Analysis: With the SLANT:

  • James personally excludes $25 million of gain (within his $30 million cap). Zero federal tax on his share.
  • The SLANT, as an independent non-grantor taxpayer, has its own cap: the greater of $15 million or 10x its basis ($15 million). Cap = $15 million. The SLANT excludes $15 million; the remaining $10 million is taxed at the trust’s applicable rate (28% on QSBS gain) = $2,800,000.
  • Combined federal tax: $2,800,000. Net tax saving vs. no SLANT: approximately $2,800,000. Total excluded gain across both taxpayers: $40 million out of $50 million.

State tax benefit: Because the SLANT is a non-grantor trust sited in a non-income-tax state (e.g., Nevada), and neither James nor his spouse is treated as the trust’s taxpayer for income tax purposes, the trust’s QSBS gain, both excluded and partially includible, may avoid state income tax entirely, even if James is domiciled in a high-tax state such as California or New York.

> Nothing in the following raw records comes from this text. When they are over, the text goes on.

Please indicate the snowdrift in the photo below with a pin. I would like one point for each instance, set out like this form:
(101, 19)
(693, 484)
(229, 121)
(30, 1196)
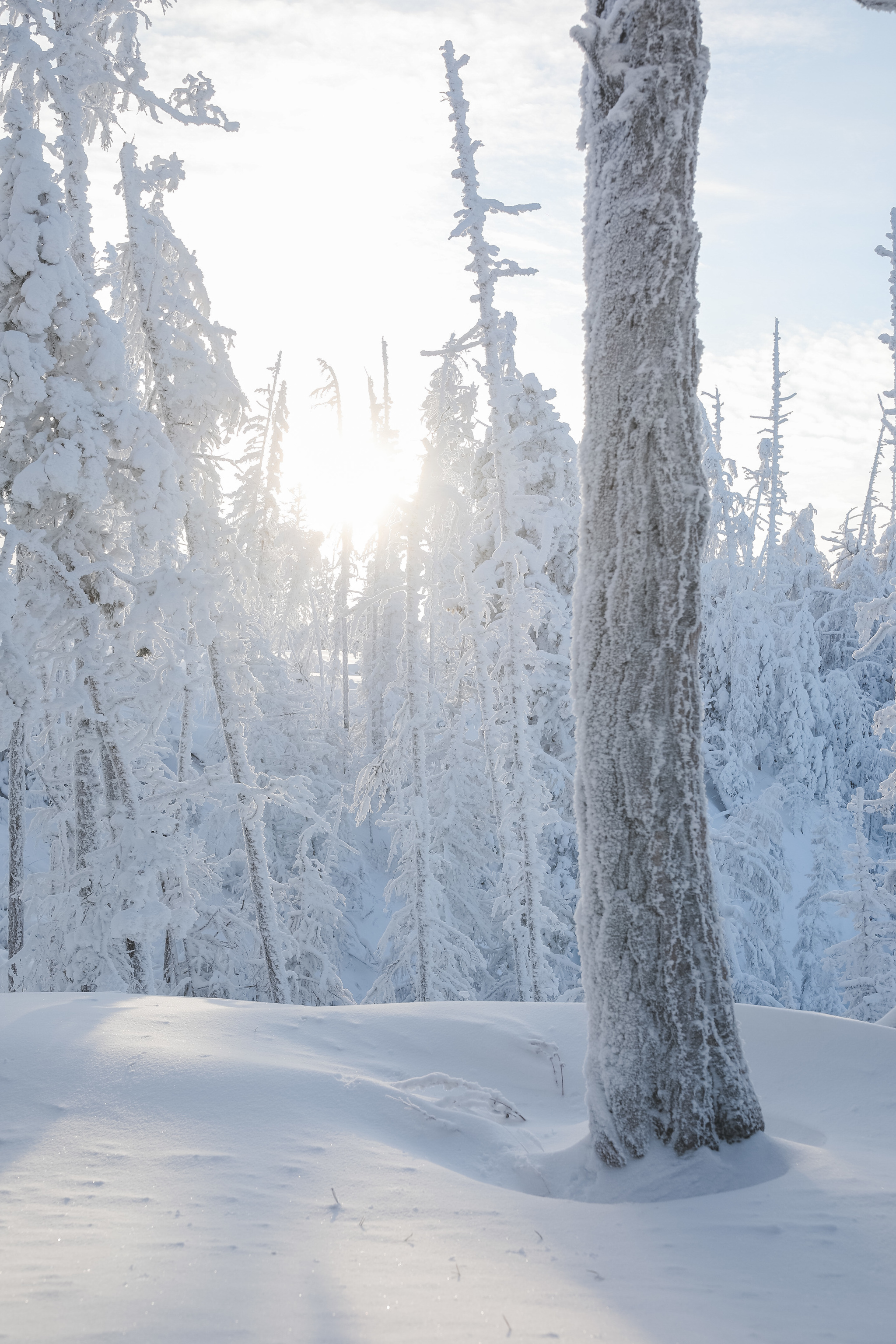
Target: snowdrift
(202, 1171)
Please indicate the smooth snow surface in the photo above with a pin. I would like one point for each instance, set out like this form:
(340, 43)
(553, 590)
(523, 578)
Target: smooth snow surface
(199, 1171)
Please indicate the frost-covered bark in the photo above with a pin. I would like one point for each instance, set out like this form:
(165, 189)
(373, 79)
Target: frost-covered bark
(191, 386)
(523, 811)
(664, 1056)
(15, 912)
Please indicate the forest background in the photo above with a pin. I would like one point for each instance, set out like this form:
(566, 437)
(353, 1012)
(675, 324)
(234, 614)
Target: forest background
(403, 702)
(793, 194)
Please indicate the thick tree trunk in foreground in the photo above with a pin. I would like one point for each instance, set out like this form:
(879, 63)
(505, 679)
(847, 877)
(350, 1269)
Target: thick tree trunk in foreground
(664, 1054)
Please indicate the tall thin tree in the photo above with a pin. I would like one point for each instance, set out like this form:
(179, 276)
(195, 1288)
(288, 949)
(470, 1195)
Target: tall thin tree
(664, 1058)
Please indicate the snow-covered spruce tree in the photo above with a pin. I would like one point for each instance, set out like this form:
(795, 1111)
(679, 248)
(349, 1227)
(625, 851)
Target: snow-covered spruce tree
(734, 635)
(754, 883)
(449, 413)
(190, 385)
(254, 512)
(867, 963)
(328, 394)
(817, 980)
(425, 956)
(522, 795)
(343, 616)
(664, 1056)
(77, 459)
(84, 60)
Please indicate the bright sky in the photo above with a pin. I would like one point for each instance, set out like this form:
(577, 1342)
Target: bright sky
(323, 225)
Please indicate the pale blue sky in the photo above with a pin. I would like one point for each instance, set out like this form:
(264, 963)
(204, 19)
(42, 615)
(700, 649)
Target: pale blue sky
(324, 224)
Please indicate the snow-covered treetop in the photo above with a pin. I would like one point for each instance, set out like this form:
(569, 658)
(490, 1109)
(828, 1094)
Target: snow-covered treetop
(92, 46)
(487, 266)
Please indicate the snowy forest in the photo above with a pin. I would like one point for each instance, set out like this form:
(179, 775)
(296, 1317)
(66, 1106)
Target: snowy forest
(242, 760)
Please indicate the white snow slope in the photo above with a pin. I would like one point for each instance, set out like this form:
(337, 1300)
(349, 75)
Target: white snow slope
(198, 1171)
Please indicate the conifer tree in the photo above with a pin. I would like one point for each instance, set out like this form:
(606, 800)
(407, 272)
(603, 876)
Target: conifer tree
(192, 389)
(867, 962)
(817, 982)
(77, 459)
(664, 1057)
(522, 795)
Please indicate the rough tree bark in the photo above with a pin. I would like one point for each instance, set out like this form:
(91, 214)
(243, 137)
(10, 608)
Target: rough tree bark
(664, 1056)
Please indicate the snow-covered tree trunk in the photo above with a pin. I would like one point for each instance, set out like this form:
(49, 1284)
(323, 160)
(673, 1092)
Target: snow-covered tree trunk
(344, 572)
(664, 1054)
(522, 820)
(253, 826)
(417, 715)
(15, 917)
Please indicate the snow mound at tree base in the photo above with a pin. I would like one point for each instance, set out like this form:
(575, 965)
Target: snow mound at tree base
(203, 1171)
(660, 1175)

VI.  Key Planning Considerations and Cautions

A.  State Tax Conformity

Not all states conform to the federal QSBS exclusion. As of the OBBBA’s enactment, the following states do not conform, meaning excluded federal gain remains fully taxable at the state level: Alabama, California, Mississippi, Pennsylvania, and (previously) New Jersey (which enacted conformity effective January 1, 2026). Hawaii and Massachusetts offer only partial conformity. Clients in high-tax non-conforming states (notably California, which imposes a ~13.3% top rate) will experience a substantially reduced net benefit. Always verify your state’s current treatment of QSBS in your analysis.

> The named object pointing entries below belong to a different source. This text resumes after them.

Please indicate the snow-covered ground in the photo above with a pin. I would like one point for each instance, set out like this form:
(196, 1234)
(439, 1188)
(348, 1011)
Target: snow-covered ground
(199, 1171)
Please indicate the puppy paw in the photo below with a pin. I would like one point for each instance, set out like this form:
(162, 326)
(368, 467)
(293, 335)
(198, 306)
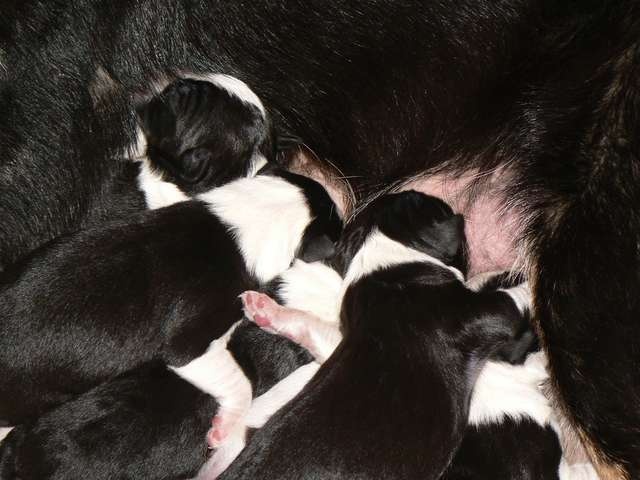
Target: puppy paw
(217, 433)
(223, 424)
(259, 308)
(274, 318)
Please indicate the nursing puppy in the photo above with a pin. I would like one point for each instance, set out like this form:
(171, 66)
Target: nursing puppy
(151, 423)
(392, 401)
(145, 423)
(533, 104)
(159, 286)
(511, 432)
(199, 133)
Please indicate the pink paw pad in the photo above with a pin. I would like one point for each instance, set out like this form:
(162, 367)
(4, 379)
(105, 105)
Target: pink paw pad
(259, 308)
(217, 433)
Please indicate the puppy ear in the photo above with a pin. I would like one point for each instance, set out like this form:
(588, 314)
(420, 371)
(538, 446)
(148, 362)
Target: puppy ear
(315, 245)
(194, 163)
(451, 233)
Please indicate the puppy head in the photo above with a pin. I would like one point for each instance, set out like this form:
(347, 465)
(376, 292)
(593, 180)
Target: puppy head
(276, 217)
(323, 231)
(418, 221)
(202, 133)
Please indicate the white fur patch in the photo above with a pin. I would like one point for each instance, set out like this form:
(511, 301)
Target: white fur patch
(267, 404)
(504, 390)
(257, 162)
(222, 457)
(233, 85)
(577, 471)
(267, 215)
(379, 251)
(217, 373)
(4, 432)
(312, 287)
(157, 192)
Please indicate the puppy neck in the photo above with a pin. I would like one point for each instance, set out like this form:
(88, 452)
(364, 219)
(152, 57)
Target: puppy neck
(157, 192)
(267, 215)
(379, 252)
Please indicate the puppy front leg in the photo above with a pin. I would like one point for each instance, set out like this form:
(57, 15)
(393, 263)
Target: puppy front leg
(217, 373)
(319, 337)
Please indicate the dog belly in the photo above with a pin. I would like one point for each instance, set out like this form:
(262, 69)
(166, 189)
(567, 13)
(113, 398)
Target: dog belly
(491, 227)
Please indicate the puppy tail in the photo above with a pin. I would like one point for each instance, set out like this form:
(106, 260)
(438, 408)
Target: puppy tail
(8, 453)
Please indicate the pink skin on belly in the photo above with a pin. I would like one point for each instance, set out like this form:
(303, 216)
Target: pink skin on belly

B.  No Retroactive Conversion of Pre-OBBBA QSBS

The OBBBA changes apply only to stock issued after July 4, 2025. Exchanges of pre-OBBBA QSBS (e.g., in Section 351 transfers, tax-free reorganizations, or Section 1045 rollovers) will generally not convert old stock into new QSBS — holding period carryover rules preserve the original acquisition date. Clients should not attempt to “refresh” pre-OBBBA stock.

C.  Qualified Business Requirement

The active business requirement and excluded industry rules under Section 1202(e) remain unchanged. Businesses in financial services, professional services (law, accounting, consulting, health), hospitality, athletics, and similar fields do not qualify. This remains a threshold issue requiring early diligence.

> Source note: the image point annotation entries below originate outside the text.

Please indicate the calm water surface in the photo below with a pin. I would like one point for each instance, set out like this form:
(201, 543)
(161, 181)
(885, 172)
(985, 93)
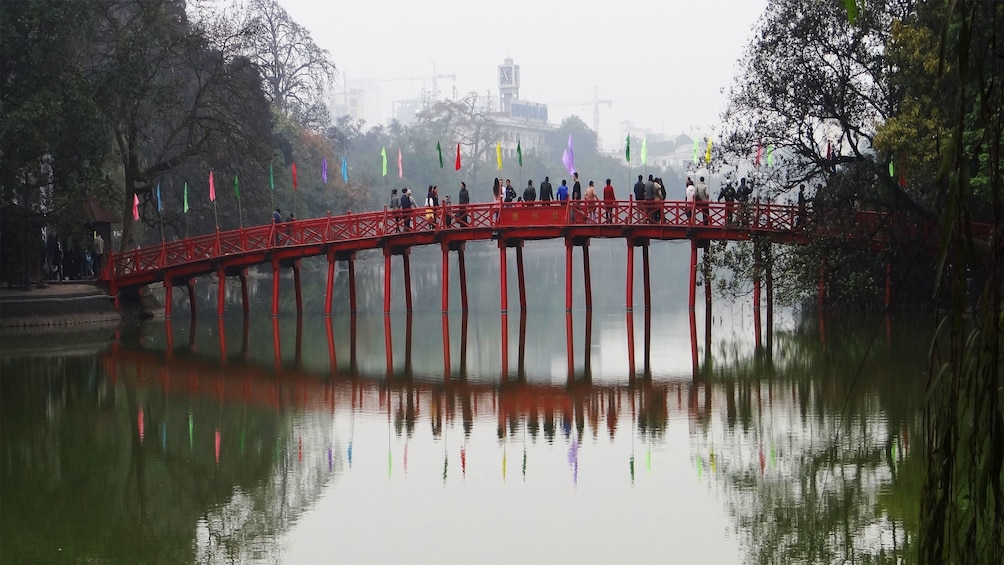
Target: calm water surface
(306, 441)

D.  Documentation and Recordkeeping

You should ensure the company establishes and maintains the following documentation contemporaneously:

  • Gross asset certifications from the corporation at each issuance date.
  • Original issuance confirmation and capitalization table records.
  • Business activity analysis confirming qualifying trade or business status.
  • Segregation of pre- and post-OBBBA stock by certificate or book-entry to facilitate sequential sale strategies.

E.  Impact on Entity Structure Decisions

The OBBBA’s enhancements may influence entity form decisions. The possibility of partial exclusion after only 3 years — and the higher gross asset threshold — make C corporation status more attractive for growth-stage companies that were previously considering pass-through structures. Conversion to C corporation status should be analyzed carefully, including the impact on the gross asset test (contributions of appreciated property are tested at fair market value).

VII. Client Action Items to Consider

  1. Review existing QSBS holdings to determine whether stock is pre- or post-OBBBA and model potential exclusion amounts under both regimes.
  2. For clients with stock near the 3- or 4-year mark, analyze the cost-benefit of early exit versus waiting, accounting for investment appreciation risk and state tax exposure.
  3. For companies nearing the gross asset threshold, evaluate timing of new equity issuances to ensure stock is issued before the $75 million limit is exceeded.
  4. Assess entity structure for clients operating as partnerships or S corporations who may benefit from C corporation conversion.
  5. Establish segregated recordkeeping for pre- and post-OBBBA stock from the same issuer to preserve sequential sale opportunities.
  6. For high-net-worth founders, evaluate trust-based stacking strategies in conjunction with state residency and domicile planning.
  7. Monitor IRS guidance on OBBBA implementation, particularly regarding carryover holding period rules and rollover provisions.